Aug 15, 2005 16:21
I'm writing to you now from sunny Florida, home of hurricanes, oranges, the Miami Dolphins, and, as of late, Liz. We're down here until tomorrow getting her settled in and everything. She likes the place, which is good. I, on the other hand, am a f*cking wreck. Seriously. (And I know how pathetic all of this is going to sound and most of you don't really understand what I'm feeling right now, but I'm going to describe it anyway and deal with the ridicule later). I have no idea what I'm going to do with myself for the next four months until Christmas break, especially the next two weeks until I leave for school. It's very hard to accurately describe what it feels like to spend almost every day and experience so many great things with one person for almost a year, then suddenly to get on an airplane and no longer have them as a part of your life, other than via an email or a phone call once in a while. I don't leave until tomorrow morning, but I just don't know how I'm going to handle not being able to turn around and see her face or simply reach out and take her hand. My nickname (Teardrop, for those of you who aren't Carrie, Carrie, or Steph) has never been more applicable than during these past two days. I'm emotionally drained. I can't eat. I can't sleep. I can't really shape grammatically correct sentences, as you can see throughout this entry. And to make it even worse, by the time I get home tomorrow night my circle of friends isn't even going to be there to keep me distracted and occupied, since Steph's gone, Mulari's gone and Carrie's going to be busy packing then leaving, and that really doesn't leave enough of us to do anything. But as they say, shit happens, life goes on, c'est la vie, etc. I'm sure I'll get through this eventually, it's just really hard because it's the most difficult thing I've ever experienced, and there's almost nobody close to me who's experienced something similar that I can talk to. Sigh...I know, I know, I'm a pansy and a girl, but I can't help it. It's Carrie's fault, for making me start dressing nice. I think that's where it all started.

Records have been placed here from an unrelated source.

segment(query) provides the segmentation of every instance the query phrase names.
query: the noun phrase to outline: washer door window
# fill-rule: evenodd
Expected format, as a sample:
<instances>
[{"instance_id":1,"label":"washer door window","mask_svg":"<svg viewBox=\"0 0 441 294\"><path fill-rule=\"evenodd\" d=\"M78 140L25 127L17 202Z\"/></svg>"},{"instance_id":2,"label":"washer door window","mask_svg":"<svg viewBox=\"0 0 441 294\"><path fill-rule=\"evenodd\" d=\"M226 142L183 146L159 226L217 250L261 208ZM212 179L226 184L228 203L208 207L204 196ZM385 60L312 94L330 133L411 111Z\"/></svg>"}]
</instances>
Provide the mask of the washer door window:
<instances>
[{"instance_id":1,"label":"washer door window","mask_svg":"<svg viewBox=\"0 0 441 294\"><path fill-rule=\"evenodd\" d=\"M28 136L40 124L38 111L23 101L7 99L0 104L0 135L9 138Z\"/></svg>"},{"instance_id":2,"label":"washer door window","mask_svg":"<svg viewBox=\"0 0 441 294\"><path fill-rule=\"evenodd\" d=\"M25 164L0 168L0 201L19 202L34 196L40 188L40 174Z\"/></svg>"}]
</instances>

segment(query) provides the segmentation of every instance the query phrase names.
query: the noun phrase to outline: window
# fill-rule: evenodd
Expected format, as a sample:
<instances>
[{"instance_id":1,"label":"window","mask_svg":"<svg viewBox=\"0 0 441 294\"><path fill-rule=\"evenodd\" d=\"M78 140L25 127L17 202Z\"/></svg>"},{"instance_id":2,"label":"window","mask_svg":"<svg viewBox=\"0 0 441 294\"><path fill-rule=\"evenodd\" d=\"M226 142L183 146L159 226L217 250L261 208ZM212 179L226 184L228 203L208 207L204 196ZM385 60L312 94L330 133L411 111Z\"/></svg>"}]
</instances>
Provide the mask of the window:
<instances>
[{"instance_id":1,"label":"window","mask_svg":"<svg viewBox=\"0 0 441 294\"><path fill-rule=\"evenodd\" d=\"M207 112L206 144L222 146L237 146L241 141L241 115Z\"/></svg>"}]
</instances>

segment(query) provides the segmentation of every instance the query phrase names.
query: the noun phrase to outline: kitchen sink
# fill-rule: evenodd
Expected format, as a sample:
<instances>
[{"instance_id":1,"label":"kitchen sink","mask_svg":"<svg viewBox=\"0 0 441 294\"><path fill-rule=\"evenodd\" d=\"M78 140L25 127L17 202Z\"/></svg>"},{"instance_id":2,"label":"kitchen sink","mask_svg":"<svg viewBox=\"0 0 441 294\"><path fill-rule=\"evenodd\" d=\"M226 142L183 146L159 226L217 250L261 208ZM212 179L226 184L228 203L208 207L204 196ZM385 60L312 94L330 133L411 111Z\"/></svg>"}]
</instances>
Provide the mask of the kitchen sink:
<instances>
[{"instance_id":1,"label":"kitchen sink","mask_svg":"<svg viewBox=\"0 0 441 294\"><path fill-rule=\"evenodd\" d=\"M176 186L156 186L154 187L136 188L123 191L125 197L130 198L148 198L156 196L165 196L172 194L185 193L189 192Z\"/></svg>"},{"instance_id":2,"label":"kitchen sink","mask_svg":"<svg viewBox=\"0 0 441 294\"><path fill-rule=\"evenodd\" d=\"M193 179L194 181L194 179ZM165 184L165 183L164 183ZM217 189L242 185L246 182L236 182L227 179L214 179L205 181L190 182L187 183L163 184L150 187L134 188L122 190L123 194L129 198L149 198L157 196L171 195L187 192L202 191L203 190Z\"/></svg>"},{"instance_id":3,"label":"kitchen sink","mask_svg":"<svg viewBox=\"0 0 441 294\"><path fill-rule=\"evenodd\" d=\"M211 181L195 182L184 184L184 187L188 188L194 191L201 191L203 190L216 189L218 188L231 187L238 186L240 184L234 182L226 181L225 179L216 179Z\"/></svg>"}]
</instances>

On a happier note, I went to the Barnes and Noble down here today. I picked up Cranium Hoopla to take to school with me, since I've learned that there are a bunch of people on my floor who like Cranium/Taboo/Scene It/Balderdash. It was only $15, and it looks like it'll be fun. Too bad we never got a chance to play it at home. I also bought Howard Zinn's "A People's History of the United States", the one that Pincus gave us an excerpt out of last year. I'm sure I'll get bored about 2 chapters into it, but that's okay, it'll look good on a coffee table someday.
Mulari, I'm glad you're liking Alaska so far. I'm sorry I didn't get a chance to see you before you left, I had a week off two weeks ago before I left for Canada but I never heard from anyone to hang out. If you have a digital camera take some pictures and email them, I'd like to see what it looks like up there.
Steph, I just read your two most recent messages (I haven't been on livejournal for weeks). I'm sorry it's not going better for you out there. Ditto for senior year. I'm not sure who the two people whose blogs you mentioned were, but I'm willing to kick their asses for you if you want. I know I'm partially at fault for your senior year not going better, I wasn't really there for you like I should have been when you were going through tough times; rather, I just chose not to talk to you until you were in a better mood. I know now how wrong of me that was. You're one of my best friends, and I should have been there for you more. You're right, you were a different person when you came back from Boston and I had a hard time accepting that, but that's probably because I didn't try to accept it. I was making a lot of new friends that year and rather than try to fix things with you, one of the first people I really became close to when I broke out of my shell and actually started having friends, I just chalked it up to you being bitchy and moved on. I'm sorry. You really are one of my best friends, and I wish now that I had put more effort into my friendships last year. I'm sure you'll do fine when you get down to Stanford, you'll make tons of new friends who will appreciate you like we should have. Call me or email me once in a while when you get bored, like I said I don't have anything to do for the next two weeks. I don't leave until the 30th, but I think I'm the only one leaving that late so I wouldn't expect you to fly home a week early just to see me. It would be nice to see you, though. Otherwise, there's always Christmas.
Ok, it's time to go get some dinner so I'm going to sign off now I guess. I doubt I'm going to see most of you before December, so have a great time at school, I'll miss you all. I do have a webcam, I don't know if the rest of you do but it'd be able to see you guys when we're apart. I'll try to update this soon, Wednesday or Thursday maybe, so keep an eye out.